Dans le film, il y a une scène où l’on voit Pablo donner des leçons de français à une jeune étudiante. Pour lui faire travailler sa prononciation, il répète plusieurs fois : « Je ne t’aime pas du tout. » La réalisation s’attarde sur cette phrase, en filmant en gros plan la bouche de Pablo, comme pour mieux signifier qu’il n’est pas du tout attiré par les femmes. Cette scène figurait-elle dans votre livre ? Et comment la percevez-vous ?
C’est Anahí qui a écrit cette scène car elle avait besoin de donner « un peu de souffle » aux spectateurs avec un personnage féminin, gracieux, lumineux. Je n’ai pas tellement aimé cette scène où le personnage de Pablo paraît un peu misogyne, surtout quand il se frotte la joue avec la main après la bise que lui fait la jeune fille. Cela ne correspond pas du tout à la réalité. J’aime enseigner et suis plutôt affectueux envers mes élèves.
Plus généralement, quelle fut votre impression lorsque vous avez (re)découvert votre vie à l’écran ? Et qu’avez-vous pensé de l’interprétation de Juan Minujin ? Vous y êtes-vous reconnu ?
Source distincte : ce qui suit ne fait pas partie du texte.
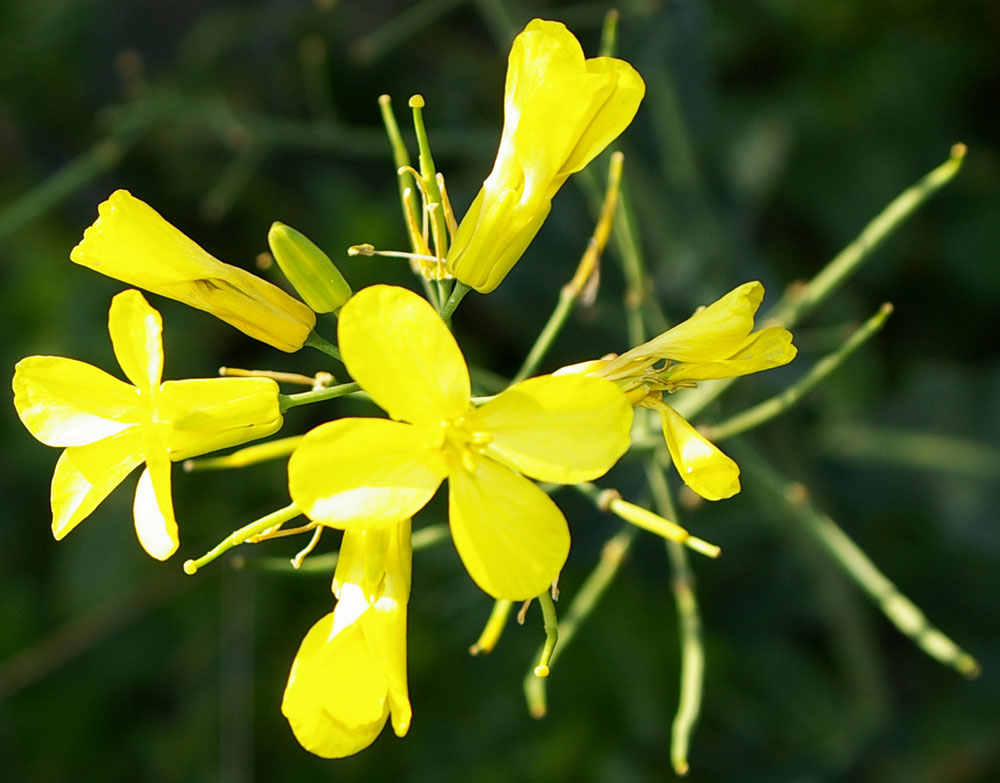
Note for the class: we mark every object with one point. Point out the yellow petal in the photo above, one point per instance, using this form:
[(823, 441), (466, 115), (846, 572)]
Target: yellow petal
[(763, 350), (335, 701), (699, 462), (511, 537), (137, 337), (360, 472), (85, 475), (402, 354), (209, 414), (64, 402), (713, 333), (564, 429), (153, 509), (560, 111), (379, 561), (131, 242), (616, 112)]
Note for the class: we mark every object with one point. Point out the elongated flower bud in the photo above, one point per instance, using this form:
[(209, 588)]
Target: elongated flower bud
[(131, 242), (308, 269), (560, 111)]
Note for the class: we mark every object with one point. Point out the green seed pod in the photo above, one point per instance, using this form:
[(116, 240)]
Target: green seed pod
[(308, 269)]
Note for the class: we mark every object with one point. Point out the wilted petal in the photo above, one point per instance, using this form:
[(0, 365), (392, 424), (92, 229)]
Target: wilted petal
[(335, 700), (511, 537), (208, 414), (85, 475), (137, 337), (64, 402), (700, 463), (763, 350), (361, 472), (400, 352), (564, 429), (131, 242)]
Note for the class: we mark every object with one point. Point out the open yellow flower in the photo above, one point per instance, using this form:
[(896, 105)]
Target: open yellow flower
[(131, 242), (716, 342), (349, 674), (361, 472), (560, 111), (109, 427)]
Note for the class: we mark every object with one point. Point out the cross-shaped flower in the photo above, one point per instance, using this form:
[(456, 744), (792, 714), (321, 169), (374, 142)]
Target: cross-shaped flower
[(359, 472), (109, 427), (560, 111)]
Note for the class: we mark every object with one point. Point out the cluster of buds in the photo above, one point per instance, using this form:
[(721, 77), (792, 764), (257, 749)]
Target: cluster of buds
[(368, 477)]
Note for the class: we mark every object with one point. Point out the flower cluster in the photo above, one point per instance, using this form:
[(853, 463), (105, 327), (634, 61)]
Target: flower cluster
[(368, 477)]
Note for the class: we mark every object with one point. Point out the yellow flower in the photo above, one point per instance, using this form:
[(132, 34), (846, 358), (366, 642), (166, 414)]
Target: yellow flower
[(560, 112), (109, 427), (350, 671), (362, 472), (132, 243), (717, 342)]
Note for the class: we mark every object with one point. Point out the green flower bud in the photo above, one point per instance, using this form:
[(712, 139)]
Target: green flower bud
[(308, 269)]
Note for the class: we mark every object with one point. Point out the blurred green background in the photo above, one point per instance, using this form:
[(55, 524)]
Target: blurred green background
[(771, 133)]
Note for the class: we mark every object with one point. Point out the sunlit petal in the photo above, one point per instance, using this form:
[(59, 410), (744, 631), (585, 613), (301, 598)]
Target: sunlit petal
[(64, 402), (335, 700), (402, 354), (563, 429), (511, 537), (358, 472), (85, 475), (701, 464), (153, 509), (137, 336)]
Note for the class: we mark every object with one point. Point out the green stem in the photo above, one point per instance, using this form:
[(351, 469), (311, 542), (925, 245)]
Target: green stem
[(457, 294), (428, 172), (900, 610), (400, 156), (287, 401), (800, 301), (692, 676), (583, 604), (326, 563), (323, 345), (769, 409), (238, 537), (551, 634), (250, 455), (571, 292)]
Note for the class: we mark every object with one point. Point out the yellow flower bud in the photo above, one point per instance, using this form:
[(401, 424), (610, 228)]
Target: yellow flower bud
[(308, 269), (131, 242)]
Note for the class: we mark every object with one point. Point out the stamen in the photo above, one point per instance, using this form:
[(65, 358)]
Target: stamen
[(297, 560)]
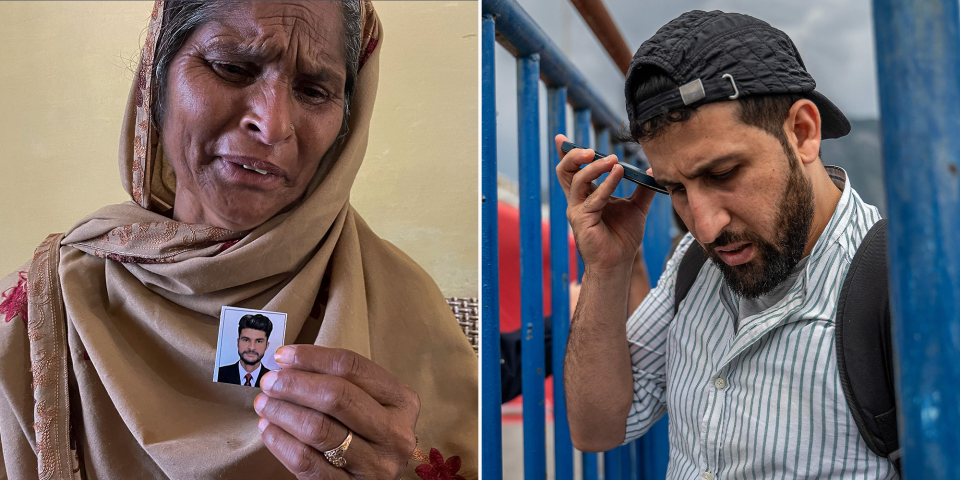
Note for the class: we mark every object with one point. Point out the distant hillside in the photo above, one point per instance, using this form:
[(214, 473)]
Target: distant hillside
[(859, 154)]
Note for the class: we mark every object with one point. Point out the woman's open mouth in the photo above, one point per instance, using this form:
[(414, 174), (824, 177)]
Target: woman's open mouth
[(252, 172)]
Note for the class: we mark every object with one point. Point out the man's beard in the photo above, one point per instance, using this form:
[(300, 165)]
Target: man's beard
[(773, 262), (244, 360)]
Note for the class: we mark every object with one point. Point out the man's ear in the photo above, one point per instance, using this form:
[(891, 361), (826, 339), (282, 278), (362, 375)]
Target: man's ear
[(802, 127)]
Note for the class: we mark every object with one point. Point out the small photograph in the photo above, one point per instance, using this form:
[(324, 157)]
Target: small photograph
[(248, 339)]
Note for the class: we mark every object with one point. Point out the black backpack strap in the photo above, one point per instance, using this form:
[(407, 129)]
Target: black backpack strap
[(864, 347), (687, 272)]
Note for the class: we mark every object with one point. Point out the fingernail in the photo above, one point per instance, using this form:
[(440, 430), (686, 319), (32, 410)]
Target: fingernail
[(284, 355), (268, 380)]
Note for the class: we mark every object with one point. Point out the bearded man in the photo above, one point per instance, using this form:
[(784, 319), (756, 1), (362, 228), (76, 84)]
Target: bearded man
[(253, 338), (745, 363)]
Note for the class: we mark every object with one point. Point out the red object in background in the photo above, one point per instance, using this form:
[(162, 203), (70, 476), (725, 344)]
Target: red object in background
[(508, 227)]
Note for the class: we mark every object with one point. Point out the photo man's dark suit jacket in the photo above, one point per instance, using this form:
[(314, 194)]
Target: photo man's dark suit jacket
[(231, 374)]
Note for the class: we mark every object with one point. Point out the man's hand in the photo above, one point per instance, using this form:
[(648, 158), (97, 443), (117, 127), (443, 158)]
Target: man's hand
[(608, 230), (307, 407)]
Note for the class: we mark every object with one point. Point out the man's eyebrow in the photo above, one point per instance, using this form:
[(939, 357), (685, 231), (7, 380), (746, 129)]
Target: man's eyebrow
[(703, 168)]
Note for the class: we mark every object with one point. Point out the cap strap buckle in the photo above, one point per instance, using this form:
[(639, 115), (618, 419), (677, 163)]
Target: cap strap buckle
[(692, 92), (736, 92)]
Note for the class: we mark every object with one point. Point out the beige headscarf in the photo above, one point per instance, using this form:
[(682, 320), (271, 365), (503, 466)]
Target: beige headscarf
[(108, 375)]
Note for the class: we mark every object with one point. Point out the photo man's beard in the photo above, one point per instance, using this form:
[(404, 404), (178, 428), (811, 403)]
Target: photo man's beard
[(772, 262), (244, 360)]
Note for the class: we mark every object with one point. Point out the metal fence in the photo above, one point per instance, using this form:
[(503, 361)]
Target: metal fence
[(538, 59)]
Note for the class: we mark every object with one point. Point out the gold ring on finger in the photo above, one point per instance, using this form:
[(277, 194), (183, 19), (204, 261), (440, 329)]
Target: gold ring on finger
[(335, 456)]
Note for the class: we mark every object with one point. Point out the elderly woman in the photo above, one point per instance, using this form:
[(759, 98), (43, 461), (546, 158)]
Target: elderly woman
[(245, 128)]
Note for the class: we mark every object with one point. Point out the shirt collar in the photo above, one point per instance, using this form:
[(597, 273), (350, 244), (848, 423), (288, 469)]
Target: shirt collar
[(840, 218), (243, 373)]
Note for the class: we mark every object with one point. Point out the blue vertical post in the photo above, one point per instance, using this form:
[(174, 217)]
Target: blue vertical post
[(918, 62), (491, 447), (531, 268), (621, 190), (581, 136), (559, 284), (611, 465), (492, 459)]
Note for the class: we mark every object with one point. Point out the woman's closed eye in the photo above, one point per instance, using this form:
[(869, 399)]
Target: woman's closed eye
[(312, 94), (232, 72), (722, 177)]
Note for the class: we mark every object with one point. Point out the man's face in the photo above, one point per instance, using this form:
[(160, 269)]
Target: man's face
[(741, 193), (251, 345)]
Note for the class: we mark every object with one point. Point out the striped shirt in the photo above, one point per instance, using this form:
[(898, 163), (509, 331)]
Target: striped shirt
[(764, 401)]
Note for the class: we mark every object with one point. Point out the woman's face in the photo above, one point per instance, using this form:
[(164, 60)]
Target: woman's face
[(254, 100)]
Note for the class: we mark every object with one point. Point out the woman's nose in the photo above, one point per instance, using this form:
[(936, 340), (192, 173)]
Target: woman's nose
[(268, 117)]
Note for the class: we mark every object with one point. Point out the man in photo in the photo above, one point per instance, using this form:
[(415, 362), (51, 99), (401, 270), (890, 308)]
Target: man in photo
[(252, 342)]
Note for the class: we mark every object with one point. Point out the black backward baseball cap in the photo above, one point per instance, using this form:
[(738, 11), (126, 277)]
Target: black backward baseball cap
[(716, 56)]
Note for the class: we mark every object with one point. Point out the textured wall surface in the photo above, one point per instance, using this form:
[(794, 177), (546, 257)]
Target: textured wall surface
[(65, 71)]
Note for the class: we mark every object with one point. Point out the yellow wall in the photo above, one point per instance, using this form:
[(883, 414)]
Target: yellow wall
[(65, 71)]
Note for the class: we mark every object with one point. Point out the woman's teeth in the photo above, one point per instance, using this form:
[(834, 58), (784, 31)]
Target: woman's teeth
[(261, 172)]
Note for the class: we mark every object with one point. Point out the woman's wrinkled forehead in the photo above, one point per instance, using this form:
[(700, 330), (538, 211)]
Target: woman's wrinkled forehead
[(309, 34)]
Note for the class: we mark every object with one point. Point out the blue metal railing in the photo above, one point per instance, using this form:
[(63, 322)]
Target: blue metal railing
[(918, 63), (539, 59)]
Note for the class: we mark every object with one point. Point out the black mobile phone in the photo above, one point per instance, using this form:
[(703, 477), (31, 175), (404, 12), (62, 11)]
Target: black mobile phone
[(630, 172)]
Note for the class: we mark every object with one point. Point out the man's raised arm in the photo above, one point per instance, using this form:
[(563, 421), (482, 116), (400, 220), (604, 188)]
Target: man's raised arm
[(597, 367)]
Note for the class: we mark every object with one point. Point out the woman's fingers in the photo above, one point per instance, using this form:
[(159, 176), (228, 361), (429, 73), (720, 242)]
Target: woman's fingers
[(323, 433), (300, 459), (348, 403), (570, 163), (352, 367), (311, 427)]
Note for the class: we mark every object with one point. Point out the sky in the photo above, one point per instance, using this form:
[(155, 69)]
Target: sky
[(834, 37)]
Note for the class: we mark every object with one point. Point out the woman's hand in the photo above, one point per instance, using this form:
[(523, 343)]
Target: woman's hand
[(608, 230), (308, 406)]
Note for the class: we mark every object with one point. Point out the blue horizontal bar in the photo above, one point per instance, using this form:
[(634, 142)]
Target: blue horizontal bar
[(520, 35), (531, 269), (492, 461)]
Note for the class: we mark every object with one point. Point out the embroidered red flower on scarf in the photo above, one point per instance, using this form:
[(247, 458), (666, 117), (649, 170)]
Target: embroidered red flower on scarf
[(437, 469), (14, 300)]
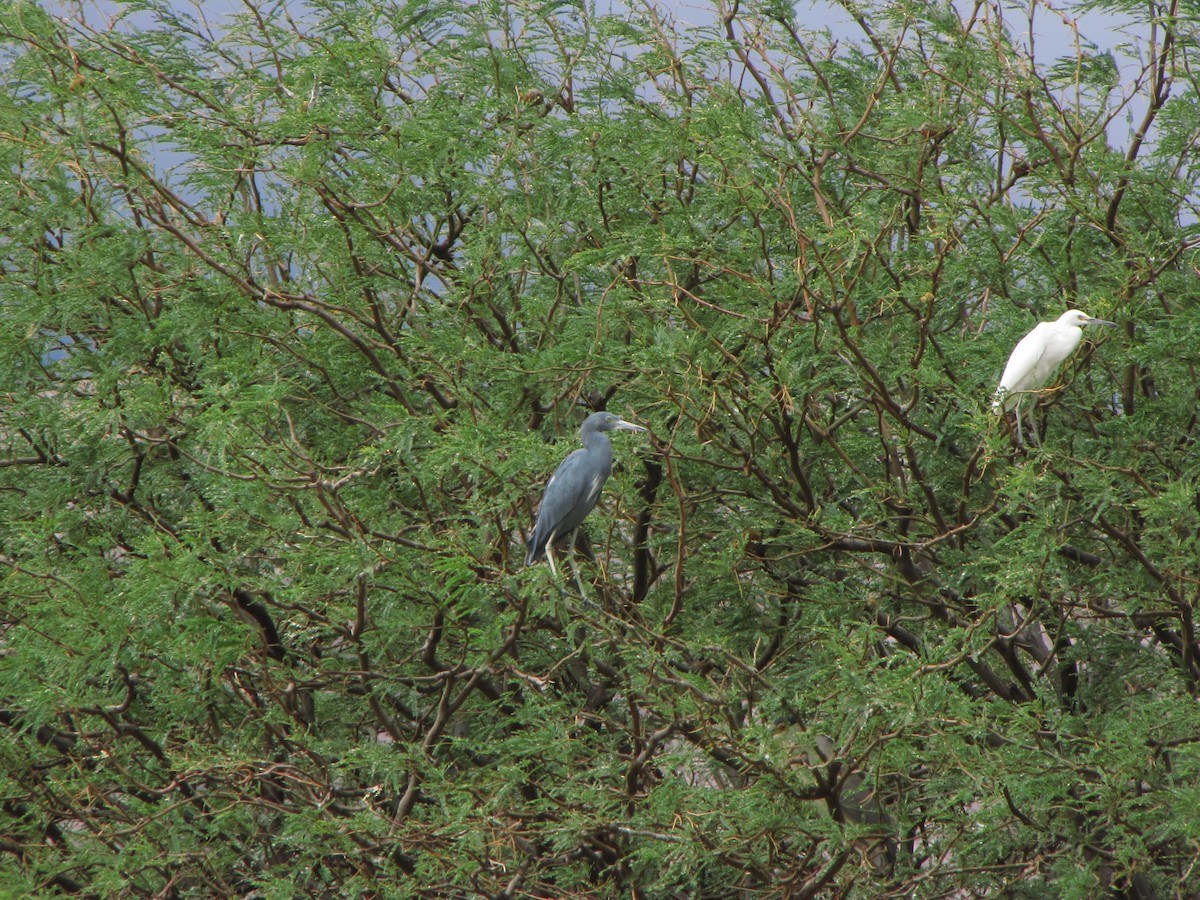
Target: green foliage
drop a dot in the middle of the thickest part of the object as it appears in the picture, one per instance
(303, 306)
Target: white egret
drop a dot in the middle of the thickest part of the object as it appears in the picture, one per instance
(1036, 358)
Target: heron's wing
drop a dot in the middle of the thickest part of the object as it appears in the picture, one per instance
(1021, 373)
(570, 495)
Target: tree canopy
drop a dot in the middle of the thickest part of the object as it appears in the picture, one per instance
(304, 303)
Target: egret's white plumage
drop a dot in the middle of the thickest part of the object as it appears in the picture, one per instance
(1037, 357)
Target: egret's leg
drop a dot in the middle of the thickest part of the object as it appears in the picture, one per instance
(570, 556)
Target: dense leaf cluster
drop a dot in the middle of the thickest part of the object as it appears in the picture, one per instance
(303, 305)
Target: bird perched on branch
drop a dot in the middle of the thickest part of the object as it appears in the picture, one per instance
(574, 490)
(1036, 358)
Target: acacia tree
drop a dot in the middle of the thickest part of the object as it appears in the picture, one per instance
(301, 309)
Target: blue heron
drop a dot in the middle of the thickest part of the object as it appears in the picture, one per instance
(574, 489)
(1037, 357)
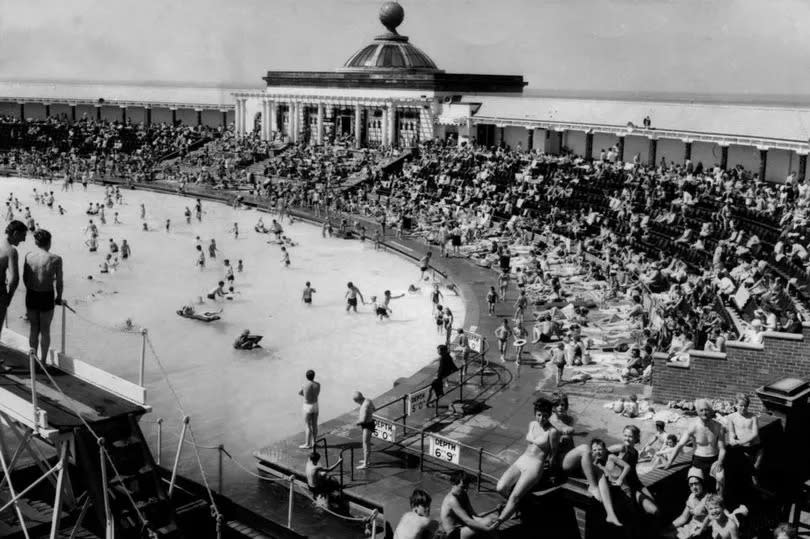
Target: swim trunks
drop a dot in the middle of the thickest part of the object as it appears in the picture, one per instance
(310, 408)
(36, 300)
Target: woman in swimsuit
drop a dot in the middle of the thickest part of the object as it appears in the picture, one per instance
(527, 470)
(632, 485)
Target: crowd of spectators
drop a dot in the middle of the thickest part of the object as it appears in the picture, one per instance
(94, 148)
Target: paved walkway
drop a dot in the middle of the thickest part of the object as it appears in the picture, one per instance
(502, 400)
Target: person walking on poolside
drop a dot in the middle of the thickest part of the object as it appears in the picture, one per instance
(424, 264)
(306, 297)
(503, 284)
(42, 274)
(503, 332)
(200, 262)
(9, 264)
(310, 391)
(520, 307)
(365, 421)
(351, 297)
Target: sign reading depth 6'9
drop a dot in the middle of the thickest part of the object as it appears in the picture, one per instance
(444, 449)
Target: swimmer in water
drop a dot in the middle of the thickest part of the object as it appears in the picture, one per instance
(306, 297)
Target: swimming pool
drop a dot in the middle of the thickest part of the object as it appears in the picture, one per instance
(242, 399)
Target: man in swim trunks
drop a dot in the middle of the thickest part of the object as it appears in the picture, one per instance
(365, 421)
(42, 273)
(15, 233)
(743, 432)
(416, 523)
(424, 264)
(306, 297)
(710, 444)
(458, 518)
(310, 391)
(351, 297)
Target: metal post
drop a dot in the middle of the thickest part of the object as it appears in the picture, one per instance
(405, 412)
(143, 356)
(57, 504)
(422, 452)
(110, 528)
(32, 365)
(177, 454)
(289, 505)
(220, 450)
(64, 327)
(480, 458)
(160, 439)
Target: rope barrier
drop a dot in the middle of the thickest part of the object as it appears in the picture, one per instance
(190, 430)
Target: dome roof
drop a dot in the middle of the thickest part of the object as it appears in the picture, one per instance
(390, 50)
(385, 52)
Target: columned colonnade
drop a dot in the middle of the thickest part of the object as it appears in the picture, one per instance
(557, 135)
(388, 122)
(169, 109)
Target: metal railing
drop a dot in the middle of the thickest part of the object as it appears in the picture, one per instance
(412, 433)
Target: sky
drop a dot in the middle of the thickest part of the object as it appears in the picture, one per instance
(690, 46)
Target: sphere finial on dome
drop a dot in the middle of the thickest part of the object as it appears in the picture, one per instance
(391, 15)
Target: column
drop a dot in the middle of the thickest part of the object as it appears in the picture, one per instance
(273, 107)
(392, 125)
(291, 121)
(588, 146)
(246, 127)
(358, 126)
(763, 162)
(802, 167)
(723, 156)
(319, 135)
(384, 133)
(653, 150)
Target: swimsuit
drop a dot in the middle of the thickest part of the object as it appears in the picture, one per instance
(37, 300)
(310, 408)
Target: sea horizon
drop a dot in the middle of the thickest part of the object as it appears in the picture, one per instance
(736, 98)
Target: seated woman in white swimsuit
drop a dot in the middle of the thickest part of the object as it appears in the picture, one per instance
(527, 470)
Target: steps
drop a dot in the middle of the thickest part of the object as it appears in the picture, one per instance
(138, 482)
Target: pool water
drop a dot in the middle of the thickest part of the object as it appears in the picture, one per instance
(241, 399)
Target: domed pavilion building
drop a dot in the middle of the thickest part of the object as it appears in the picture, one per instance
(388, 92)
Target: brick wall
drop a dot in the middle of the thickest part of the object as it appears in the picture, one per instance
(743, 368)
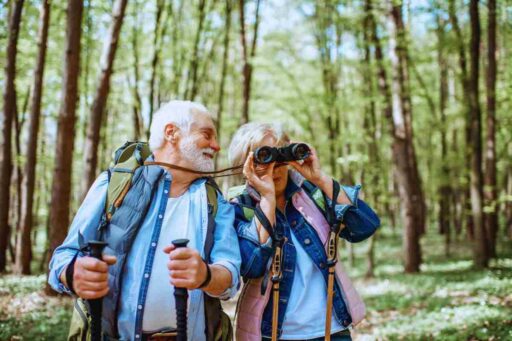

À l’écran, je n’ai pas redécouvert ma vie mais le cinéma. Je considère que même mes romans, bien que pleins d’éléments autobiographiques, ne sont que des fictions. Quant à l’interprétation de Juan Minujín, je la trouve très bonne.
D’après vous, quelle contribution Anahí Berneri, la réalisatrice, en tant que femme hétérosexuelle, a‑t-elle pu apporter à cette histoire qui se situe dans le milieu gay argentin ?
Anahí a réussi un film très difficile, elle est très intelligente. Elle a raconté une histoire où l’homosexualité et le fétichisme cuir-SM ne sont pas montrés comme des phénomènes, tout cela sans tomber dans les clichés si fréquents dans le cinéma argentin, comme les homos dont l’unique question semble être d’assumer leur homosexualité ou non. Dans son film, il ne s’agit pas de cela, mais de montrer la solitude, la peur de mourir, la maladie comme une circonstance à surmonter, le besoin d’affection. D’ailleurs, je trouve très important de rappeler à la société que le SIDA existe toujours et que, même s’il y a des traitements qui permettent de mener une vie normale pour les personnes atteintes par cette maladie, il faut un grand effort, de la volonté et une grande envie de vivre pour supporter les pénibles démarches bureaucratiques afin d’obtenir les médicaments et supporter le traitement pour on ne sait combien de temps.
Avez-vous d’autres projets pour le cinéma ? Souhaitez-vous renouveler l’expérience ?
Je travaille en ce moment sur deux romans et j’ai des propositions pour les publier en Argentine. Je travaille aussi sur un nouveau scénario mais je ne l’ai encore montré à personne.